Six Degrees of Separation

A young black man claiming to be the son of Sidney Poitier inveigles himself into the apartment of a Manhattan art dealer and his wife offering them bit parts in the film of Cats (cue superior laughter in the Old Vic stalls) which his father is preparing to make…

While now seeming ever so slightly passé, Six Degrees of Separation, John Guare’s brilliant play of the early 1990s – what happened to that animation film of Cats by the way; wasn’t Tom Stoppard scripting it? – still whisks you into a maelstrom of snobbery, racism, art as a commodity, rebellion among the offspring and social satire.
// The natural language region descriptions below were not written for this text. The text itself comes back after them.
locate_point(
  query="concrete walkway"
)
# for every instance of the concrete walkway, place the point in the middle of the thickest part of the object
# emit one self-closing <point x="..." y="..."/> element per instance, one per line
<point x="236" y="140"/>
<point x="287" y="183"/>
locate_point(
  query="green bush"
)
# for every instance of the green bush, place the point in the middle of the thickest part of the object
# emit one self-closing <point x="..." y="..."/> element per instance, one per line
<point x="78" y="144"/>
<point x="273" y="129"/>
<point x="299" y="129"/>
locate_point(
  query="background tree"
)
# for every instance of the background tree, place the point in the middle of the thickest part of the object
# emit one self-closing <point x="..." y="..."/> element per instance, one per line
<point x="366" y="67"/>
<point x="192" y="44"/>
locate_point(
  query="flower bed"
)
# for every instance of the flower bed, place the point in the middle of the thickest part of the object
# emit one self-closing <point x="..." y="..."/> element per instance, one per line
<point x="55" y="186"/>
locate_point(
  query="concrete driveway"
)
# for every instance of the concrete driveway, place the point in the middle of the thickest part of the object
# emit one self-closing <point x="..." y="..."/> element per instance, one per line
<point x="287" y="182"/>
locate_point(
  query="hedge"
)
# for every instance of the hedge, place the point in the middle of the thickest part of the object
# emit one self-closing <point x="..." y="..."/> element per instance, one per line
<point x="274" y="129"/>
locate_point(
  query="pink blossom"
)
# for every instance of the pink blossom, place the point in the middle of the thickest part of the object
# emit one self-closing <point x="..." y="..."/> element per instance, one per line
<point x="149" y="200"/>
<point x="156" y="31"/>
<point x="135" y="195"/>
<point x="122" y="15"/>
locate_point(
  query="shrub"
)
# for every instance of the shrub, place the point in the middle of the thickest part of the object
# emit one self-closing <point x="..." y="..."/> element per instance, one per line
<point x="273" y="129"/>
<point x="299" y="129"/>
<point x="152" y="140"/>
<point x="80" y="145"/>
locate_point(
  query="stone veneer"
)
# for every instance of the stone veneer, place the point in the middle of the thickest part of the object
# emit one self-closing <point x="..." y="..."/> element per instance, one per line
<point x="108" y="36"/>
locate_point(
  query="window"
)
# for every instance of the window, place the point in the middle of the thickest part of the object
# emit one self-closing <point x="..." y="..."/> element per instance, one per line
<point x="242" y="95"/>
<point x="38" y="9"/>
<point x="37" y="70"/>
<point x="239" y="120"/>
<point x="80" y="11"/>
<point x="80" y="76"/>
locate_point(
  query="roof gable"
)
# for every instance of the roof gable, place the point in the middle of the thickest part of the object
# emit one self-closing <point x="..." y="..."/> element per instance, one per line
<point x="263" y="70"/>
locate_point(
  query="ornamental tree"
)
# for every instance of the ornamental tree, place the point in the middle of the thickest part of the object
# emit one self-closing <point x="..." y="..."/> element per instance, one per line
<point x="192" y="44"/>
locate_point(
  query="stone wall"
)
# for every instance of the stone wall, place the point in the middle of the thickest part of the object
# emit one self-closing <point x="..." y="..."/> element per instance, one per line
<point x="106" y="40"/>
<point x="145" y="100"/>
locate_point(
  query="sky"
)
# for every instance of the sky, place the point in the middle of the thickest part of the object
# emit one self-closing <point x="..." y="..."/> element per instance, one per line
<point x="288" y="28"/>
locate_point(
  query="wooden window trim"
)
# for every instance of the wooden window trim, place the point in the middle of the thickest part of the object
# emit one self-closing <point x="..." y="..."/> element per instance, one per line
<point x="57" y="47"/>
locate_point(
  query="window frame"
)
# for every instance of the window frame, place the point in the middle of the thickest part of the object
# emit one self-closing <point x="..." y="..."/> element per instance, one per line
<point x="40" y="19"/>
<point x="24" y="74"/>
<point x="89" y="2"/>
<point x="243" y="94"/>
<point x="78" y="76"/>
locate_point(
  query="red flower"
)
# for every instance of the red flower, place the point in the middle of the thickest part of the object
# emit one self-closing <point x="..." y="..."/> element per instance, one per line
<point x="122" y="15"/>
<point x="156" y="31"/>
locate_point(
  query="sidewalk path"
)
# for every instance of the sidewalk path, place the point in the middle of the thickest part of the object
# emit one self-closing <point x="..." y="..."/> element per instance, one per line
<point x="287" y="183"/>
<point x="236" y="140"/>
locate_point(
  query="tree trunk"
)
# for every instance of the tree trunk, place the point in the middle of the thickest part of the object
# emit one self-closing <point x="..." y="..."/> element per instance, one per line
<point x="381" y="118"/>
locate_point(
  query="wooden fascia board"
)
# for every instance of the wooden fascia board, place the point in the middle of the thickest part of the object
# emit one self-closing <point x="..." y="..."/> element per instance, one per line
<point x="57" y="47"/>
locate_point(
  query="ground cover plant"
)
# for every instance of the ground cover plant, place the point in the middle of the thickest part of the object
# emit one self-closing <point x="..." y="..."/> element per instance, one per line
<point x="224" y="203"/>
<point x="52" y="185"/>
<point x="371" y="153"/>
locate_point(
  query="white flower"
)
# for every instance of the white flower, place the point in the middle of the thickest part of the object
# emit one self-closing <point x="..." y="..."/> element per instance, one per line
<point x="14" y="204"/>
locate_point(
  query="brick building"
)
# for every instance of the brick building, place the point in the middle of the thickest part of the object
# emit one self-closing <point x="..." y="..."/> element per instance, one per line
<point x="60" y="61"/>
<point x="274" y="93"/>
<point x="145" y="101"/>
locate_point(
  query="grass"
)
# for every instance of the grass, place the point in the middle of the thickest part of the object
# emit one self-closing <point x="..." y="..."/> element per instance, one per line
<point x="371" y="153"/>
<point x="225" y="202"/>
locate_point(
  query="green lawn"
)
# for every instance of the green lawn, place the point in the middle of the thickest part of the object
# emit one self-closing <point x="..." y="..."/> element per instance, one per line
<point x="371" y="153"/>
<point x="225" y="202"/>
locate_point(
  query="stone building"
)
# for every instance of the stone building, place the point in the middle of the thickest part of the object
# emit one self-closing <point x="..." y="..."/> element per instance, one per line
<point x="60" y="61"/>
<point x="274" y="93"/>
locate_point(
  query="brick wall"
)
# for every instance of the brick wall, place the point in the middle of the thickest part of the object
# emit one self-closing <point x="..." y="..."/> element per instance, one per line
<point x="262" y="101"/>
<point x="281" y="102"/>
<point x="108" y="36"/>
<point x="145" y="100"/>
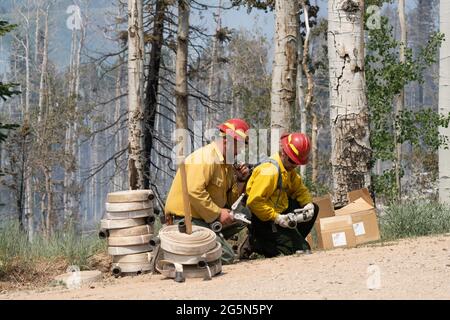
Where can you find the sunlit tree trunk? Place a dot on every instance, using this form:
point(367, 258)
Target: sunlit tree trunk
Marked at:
point(284, 74)
point(136, 165)
point(349, 118)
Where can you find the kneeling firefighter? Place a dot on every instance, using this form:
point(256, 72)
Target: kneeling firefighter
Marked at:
point(282, 210)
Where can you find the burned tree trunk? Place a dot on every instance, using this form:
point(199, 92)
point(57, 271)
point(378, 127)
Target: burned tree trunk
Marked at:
point(151, 91)
point(181, 65)
point(444, 101)
point(351, 152)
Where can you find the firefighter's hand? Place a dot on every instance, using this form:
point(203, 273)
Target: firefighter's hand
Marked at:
point(282, 220)
point(309, 210)
point(225, 217)
point(242, 172)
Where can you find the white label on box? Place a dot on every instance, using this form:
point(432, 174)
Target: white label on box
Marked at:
point(359, 228)
point(339, 239)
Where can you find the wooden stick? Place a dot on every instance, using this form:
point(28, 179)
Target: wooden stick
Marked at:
point(186, 203)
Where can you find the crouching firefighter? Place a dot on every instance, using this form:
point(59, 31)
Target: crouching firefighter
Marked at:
point(282, 210)
point(214, 184)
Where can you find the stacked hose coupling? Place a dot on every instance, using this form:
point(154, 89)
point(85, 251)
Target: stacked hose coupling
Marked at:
point(128, 226)
point(196, 255)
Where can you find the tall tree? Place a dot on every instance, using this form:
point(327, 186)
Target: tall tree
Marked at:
point(284, 74)
point(181, 93)
point(444, 100)
point(401, 96)
point(152, 84)
point(351, 152)
point(136, 164)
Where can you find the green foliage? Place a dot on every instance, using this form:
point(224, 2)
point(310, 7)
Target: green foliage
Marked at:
point(5, 27)
point(3, 136)
point(414, 218)
point(386, 76)
point(317, 189)
point(17, 252)
point(384, 184)
point(265, 5)
point(6, 89)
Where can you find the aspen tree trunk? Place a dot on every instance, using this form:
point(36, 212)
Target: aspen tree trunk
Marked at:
point(44, 65)
point(314, 148)
point(444, 100)
point(118, 137)
point(284, 74)
point(181, 93)
point(36, 36)
point(136, 165)
point(349, 117)
point(308, 100)
point(29, 194)
point(212, 82)
point(152, 86)
point(401, 96)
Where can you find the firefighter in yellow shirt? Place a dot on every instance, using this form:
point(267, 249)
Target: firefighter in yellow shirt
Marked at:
point(213, 183)
point(282, 210)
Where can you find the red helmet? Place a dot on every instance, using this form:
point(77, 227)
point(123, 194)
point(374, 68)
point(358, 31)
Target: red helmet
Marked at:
point(237, 128)
point(297, 146)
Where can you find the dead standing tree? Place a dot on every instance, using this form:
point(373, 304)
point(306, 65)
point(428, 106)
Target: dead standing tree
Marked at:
point(349, 117)
point(136, 161)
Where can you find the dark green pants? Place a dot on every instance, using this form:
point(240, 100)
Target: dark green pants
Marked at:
point(228, 255)
point(271, 240)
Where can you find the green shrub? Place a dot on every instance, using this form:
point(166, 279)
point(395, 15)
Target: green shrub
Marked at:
point(16, 252)
point(414, 218)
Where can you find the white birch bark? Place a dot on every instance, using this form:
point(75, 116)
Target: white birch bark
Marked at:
point(351, 153)
point(284, 73)
point(444, 100)
point(401, 96)
point(118, 183)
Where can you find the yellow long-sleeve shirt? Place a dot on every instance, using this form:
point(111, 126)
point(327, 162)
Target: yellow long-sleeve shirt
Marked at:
point(211, 185)
point(263, 194)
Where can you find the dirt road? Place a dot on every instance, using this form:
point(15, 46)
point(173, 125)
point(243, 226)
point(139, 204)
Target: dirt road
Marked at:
point(408, 269)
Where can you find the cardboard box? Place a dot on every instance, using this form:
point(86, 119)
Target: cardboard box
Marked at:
point(362, 212)
point(364, 217)
point(337, 232)
point(326, 210)
point(361, 193)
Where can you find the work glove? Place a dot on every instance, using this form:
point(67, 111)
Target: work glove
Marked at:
point(306, 213)
point(282, 220)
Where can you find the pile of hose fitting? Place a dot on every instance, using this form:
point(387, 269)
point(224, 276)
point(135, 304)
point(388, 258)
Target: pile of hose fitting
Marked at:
point(196, 255)
point(128, 227)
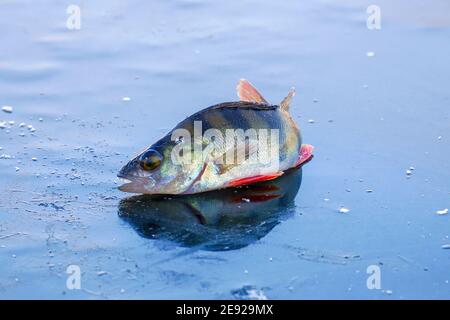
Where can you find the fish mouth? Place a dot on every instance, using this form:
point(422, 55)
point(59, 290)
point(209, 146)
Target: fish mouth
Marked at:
point(135, 184)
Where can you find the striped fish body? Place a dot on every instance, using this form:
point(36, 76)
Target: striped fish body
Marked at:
point(209, 144)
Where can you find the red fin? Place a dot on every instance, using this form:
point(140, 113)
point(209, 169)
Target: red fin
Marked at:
point(249, 180)
point(256, 198)
point(247, 92)
point(305, 154)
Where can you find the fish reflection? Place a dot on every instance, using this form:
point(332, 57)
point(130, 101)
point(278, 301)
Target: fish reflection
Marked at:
point(220, 220)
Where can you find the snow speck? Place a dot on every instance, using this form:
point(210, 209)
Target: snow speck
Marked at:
point(7, 109)
point(343, 210)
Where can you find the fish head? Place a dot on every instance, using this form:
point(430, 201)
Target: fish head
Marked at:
point(154, 171)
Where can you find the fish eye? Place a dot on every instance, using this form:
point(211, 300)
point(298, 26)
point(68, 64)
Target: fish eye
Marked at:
point(150, 160)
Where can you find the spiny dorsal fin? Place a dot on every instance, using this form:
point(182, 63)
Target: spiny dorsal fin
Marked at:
point(247, 92)
point(285, 104)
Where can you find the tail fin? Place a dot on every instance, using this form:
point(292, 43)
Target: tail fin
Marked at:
point(286, 103)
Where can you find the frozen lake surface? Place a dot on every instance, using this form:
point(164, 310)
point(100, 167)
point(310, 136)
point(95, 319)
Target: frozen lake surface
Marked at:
point(374, 103)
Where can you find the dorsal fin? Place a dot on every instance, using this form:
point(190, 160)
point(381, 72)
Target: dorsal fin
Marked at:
point(247, 92)
point(285, 104)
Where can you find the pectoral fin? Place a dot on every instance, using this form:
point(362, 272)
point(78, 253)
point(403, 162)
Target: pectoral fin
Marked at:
point(305, 154)
point(250, 180)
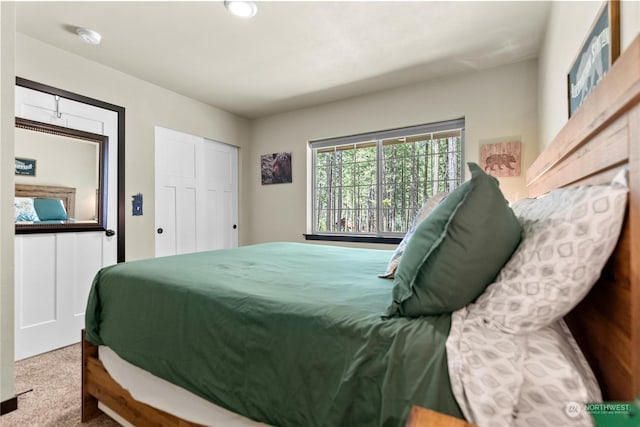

The double-sided Kandinsky still hovers above, but Jonathan Fensom’s sleek apartment design now creates a wall-to-wall Mark Rothko deep purple cocoon that is punctured with changes of location and general upset. This play was so New York with the great Stockard Channing in the Lincoln Center, at the Royal Court (in 1992, opposite Adrian Lester as the trickster) and on film.

With a droll and stylish Lesley Manville as the Manhattanite Ouisa, Anthony Head as her husband Flan, and new boy Obi Abili as the intruder Paul, the play still stings and snaps, but it’s not the same. The real-life hoaxer, David Hampton, died of Aids in 2003, thus killing another element in the play’s appeal; this kind of thing could still be happening.

One really clever thing about the play, smartly directed by David Grindley, is that it springs back on itself, retaining a current vivacity as well as an anecdotal fascination. It’s wonderful how the stage keeps filling with new people, following a serpentine course with sub-narratives until Ouisa and Paul come to some kind of impossible recognition of each other.

Ouisa and Flan are first trying to fix money with a South African colleague (Ian Redford) to buy a Cezanne when the apparently mugged Paul barges in. Next thing, there’s a babble of disaffected grown-up kids on stage, Paul’s exposed with a naked hustler – “He might have a gun on him” screams Ouisa (where?) – and we’re unravelling the cultural significance a propos of assassins of Catcher in the Rye.

It’s a wry, witty play – good to see the London theatre keeping faith in Guare and Wallace Shawn (who was given a season last year at the Royal Court), two outstanding contemporary American dramatists; Shawn next, Mr Spacey? – densely enjoyable at just 90 minutes running time, and with more than a passing appeal to funders and liberal-minded sponsors everywhere. Perfect, then, for the Old Vic.